Multiplying matrices with repa

Question

I'm playing around with writing a JPEG decoder in pure Haskell (a chance to learn repa for me!), and right now I'm working on the IDCT (which amounts to multiplying a bunch of 8×8 matrices by a ﬁxed 8×8 matrix). The function idctBlocks at the end of the post takes a vector of Word16s as well as blockCount (the count of 8×8 blocks) and compsCount (the number of components, pardon my terminology, in each block, for an image encoded in YCbCr it would be 3) and produces some value based on the results of the IDCTs. The total size of the vector is then blockCount * compsCount * 8 * 8 elements.

Now, I also have a (quite big) test image with about 320k such blocks, each having 3 components, giving about a million 8×8 matrices total. How long would it take to perform IDCT on all of them without anything too smart? My back-of-the-napkin calculation says about "30-250 ms of a single core time":

For each matrix, to compute a single resulting element in the matrix, we need to do 8 multiplications and 7 additions. For a really pessimistic bound, let's say we don't do any SIMD stuff. Reciprocal throughput of all the relevant instructions is 1 on my CPU, so it takes 15 cycles (well, there's also instruction latency, but that shouldn't be a factor, especially if we're talking about doing this lots of times).
To compute each resulting matrix, we need to compute 64 resulting elements, so that's 64×15, or about 1 thousand cycles per resulting matrix.
And we need to compute about 1 million matrices, giving about 1 billion cycles.
My CPU runs at 4 GHz (and the task is super cache friendly so it shouldn't be limited by the memory), so it should take about ¼th of the second — hence the worst estimate of 250 ms.
Now, if the compiler is smart enough, it surely will use SIMD instructions for vector multiplication and for horizontal sum, reducing 15 cycles per element to about two (well, there's also loading and packing part, but the IDCT matrix can wholly reside in eight XMM registers out of 16 my CPU has, so there's no need to load that, and there's also plenty of room for instruction-level parallelism, so we could probably disregard that for the purposes of this estimate). So, that's a speed up of about 8 times, giving the optimistic bound of 250 / 8 ≈ 30 ms.

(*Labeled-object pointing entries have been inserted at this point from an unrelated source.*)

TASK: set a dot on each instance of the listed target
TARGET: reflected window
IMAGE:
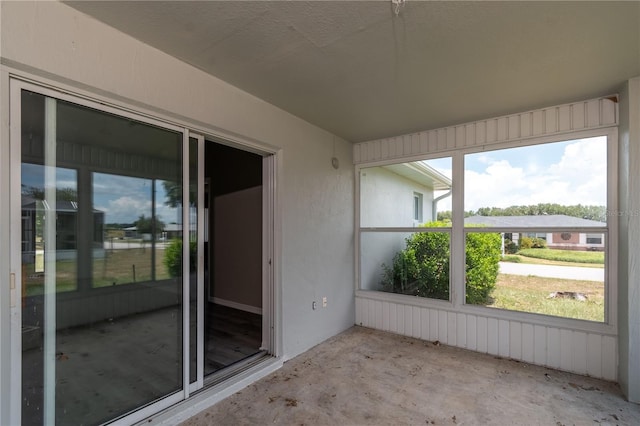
(97, 213)
(547, 204)
(414, 195)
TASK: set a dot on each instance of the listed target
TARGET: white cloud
(577, 176)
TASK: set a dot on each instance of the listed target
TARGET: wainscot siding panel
(515, 340)
(408, 321)
(555, 120)
(609, 358)
(472, 332)
(593, 113)
(579, 352)
(433, 324)
(482, 334)
(417, 322)
(443, 327)
(566, 349)
(502, 129)
(452, 333)
(594, 355)
(379, 315)
(527, 342)
(424, 324)
(539, 344)
(569, 350)
(503, 338)
(461, 328)
(385, 316)
(553, 347)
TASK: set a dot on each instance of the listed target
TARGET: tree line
(598, 213)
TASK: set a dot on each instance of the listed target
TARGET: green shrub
(483, 252)
(525, 243)
(173, 257)
(422, 268)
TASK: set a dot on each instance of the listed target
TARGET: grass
(588, 257)
(117, 267)
(531, 294)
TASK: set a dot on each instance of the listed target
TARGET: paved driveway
(553, 271)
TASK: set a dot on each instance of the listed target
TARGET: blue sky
(122, 198)
(566, 173)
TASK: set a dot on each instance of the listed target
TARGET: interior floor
(104, 367)
(231, 336)
(364, 376)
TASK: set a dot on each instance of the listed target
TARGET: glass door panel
(102, 315)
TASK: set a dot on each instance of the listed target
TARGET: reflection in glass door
(101, 276)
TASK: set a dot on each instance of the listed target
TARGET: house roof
(360, 71)
(423, 174)
(538, 221)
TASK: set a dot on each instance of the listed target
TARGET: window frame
(457, 286)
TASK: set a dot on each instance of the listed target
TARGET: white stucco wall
(51, 41)
(386, 200)
(629, 252)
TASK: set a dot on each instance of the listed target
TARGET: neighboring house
(67, 231)
(398, 195)
(565, 240)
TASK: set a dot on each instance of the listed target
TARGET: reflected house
(581, 241)
(67, 228)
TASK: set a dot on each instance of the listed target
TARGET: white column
(49, 409)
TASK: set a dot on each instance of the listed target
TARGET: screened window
(405, 228)
(533, 215)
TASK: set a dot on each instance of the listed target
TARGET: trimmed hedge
(422, 268)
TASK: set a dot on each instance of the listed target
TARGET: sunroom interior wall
(586, 352)
(557, 120)
(55, 43)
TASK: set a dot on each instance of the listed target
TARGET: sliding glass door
(101, 276)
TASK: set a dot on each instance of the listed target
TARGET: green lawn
(531, 294)
(583, 257)
(117, 267)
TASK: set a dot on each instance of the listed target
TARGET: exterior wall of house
(50, 42)
(629, 254)
(553, 342)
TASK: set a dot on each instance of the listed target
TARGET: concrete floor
(364, 377)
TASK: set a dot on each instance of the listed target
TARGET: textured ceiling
(361, 72)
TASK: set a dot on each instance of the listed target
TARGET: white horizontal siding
(579, 352)
(555, 120)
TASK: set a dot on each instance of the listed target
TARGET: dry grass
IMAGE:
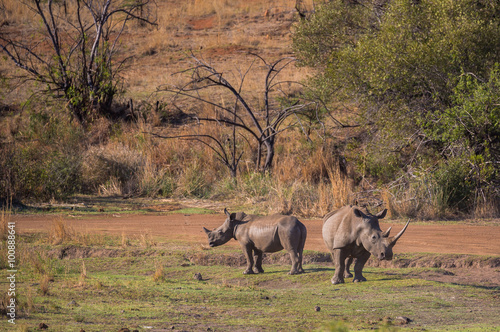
(45, 284)
(159, 274)
(83, 275)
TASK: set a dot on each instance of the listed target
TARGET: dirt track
(431, 238)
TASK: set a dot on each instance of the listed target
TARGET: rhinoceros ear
(358, 213)
(342, 240)
(382, 214)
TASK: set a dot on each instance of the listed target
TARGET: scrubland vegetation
(400, 107)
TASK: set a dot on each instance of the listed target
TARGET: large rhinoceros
(257, 235)
(350, 234)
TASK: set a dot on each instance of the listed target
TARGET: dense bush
(422, 77)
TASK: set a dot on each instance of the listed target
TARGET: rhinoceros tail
(303, 236)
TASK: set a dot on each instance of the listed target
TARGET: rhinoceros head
(223, 233)
(372, 238)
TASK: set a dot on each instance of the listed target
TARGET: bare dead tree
(74, 53)
(263, 124)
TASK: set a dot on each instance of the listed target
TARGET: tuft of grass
(159, 274)
(45, 280)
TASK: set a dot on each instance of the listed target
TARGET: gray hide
(350, 234)
(257, 235)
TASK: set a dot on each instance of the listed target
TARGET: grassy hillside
(318, 165)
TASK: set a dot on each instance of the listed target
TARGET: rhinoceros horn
(396, 238)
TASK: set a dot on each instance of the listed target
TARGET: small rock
(402, 320)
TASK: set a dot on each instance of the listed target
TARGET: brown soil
(452, 248)
(466, 239)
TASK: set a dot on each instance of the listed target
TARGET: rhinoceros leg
(339, 258)
(258, 261)
(248, 250)
(358, 267)
(348, 262)
(294, 256)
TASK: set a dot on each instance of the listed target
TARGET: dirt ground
(419, 238)
(460, 240)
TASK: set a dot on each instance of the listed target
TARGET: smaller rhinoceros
(257, 235)
(350, 234)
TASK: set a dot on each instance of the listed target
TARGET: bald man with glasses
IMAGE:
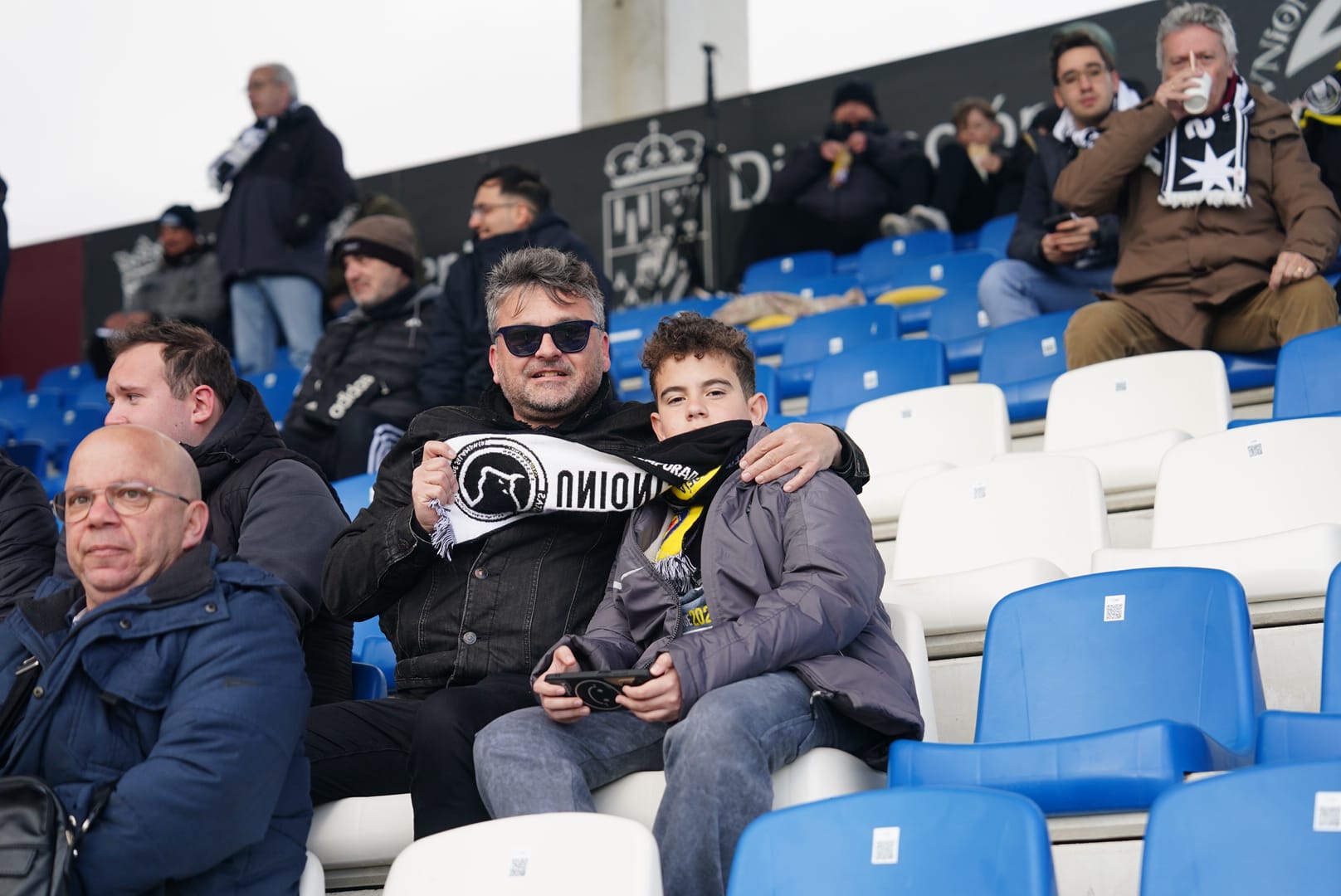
(161, 695)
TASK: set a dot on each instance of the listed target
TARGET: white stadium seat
(1261, 502)
(544, 854)
(914, 435)
(971, 535)
(1124, 415)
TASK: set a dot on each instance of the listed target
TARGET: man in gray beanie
(363, 387)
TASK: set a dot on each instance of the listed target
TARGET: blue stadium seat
(66, 378)
(372, 647)
(785, 274)
(1300, 737)
(995, 235)
(1023, 358)
(11, 385)
(955, 273)
(356, 493)
(90, 392)
(1273, 829)
(884, 255)
(1101, 691)
(848, 263)
(873, 371)
(817, 337)
(276, 389)
(966, 841)
(369, 683)
(1250, 371)
(1308, 376)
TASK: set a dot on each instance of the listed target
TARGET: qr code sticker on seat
(1327, 811)
(884, 846)
(1114, 608)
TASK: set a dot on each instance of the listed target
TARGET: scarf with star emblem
(1204, 158)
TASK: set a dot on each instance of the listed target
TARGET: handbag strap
(17, 700)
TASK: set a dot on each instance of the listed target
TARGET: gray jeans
(719, 761)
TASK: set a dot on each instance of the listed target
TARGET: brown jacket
(1177, 265)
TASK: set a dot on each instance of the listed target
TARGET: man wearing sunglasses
(511, 211)
(468, 626)
(163, 687)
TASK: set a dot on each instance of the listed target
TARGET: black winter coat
(456, 369)
(369, 358)
(282, 202)
(1036, 204)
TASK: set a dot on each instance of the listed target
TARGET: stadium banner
(625, 187)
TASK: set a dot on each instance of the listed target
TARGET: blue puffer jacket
(187, 693)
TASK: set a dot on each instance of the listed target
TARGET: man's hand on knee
(1290, 267)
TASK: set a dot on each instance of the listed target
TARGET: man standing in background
(286, 183)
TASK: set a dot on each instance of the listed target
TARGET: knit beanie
(380, 236)
(860, 91)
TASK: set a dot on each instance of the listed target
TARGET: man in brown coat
(1225, 222)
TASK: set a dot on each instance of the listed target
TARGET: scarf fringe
(444, 538)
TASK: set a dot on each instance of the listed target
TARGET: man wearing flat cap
(363, 387)
(833, 191)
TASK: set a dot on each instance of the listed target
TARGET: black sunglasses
(524, 339)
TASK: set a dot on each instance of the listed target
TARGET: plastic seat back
(880, 256)
(785, 273)
(1308, 376)
(834, 332)
(1138, 396)
(531, 855)
(1249, 482)
(1332, 645)
(1270, 829)
(877, 369)
(962, 424)
(276, 389)
(1112, 650)
(356, 493)
(1025, 506)
(968, 841)
(995, 235)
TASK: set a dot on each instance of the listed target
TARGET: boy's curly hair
(691, 333)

Given all of the above, I was somewhat dumbfounded to see the function below to take 2 seconds. What's more interesting, it isn't sensitive at all to whether the elements are traversed in row-order or column-order: replacing

        arrSlice =  R.unsafeSlice arr     (sh  :. x :. All)
        idctSlice = R.unsafeSlice idctMat (Any :. y :. All)

with

        arrSlice =  R.unsafeSlice arr     (sh  :. All :. x)
        idctSlice = R.unsafeSlice idctMat (Any :. All :. y)

just for the sake of seeing how the run time changes shows that the run time does not change at all (and I think this alone shows that something is very wrong).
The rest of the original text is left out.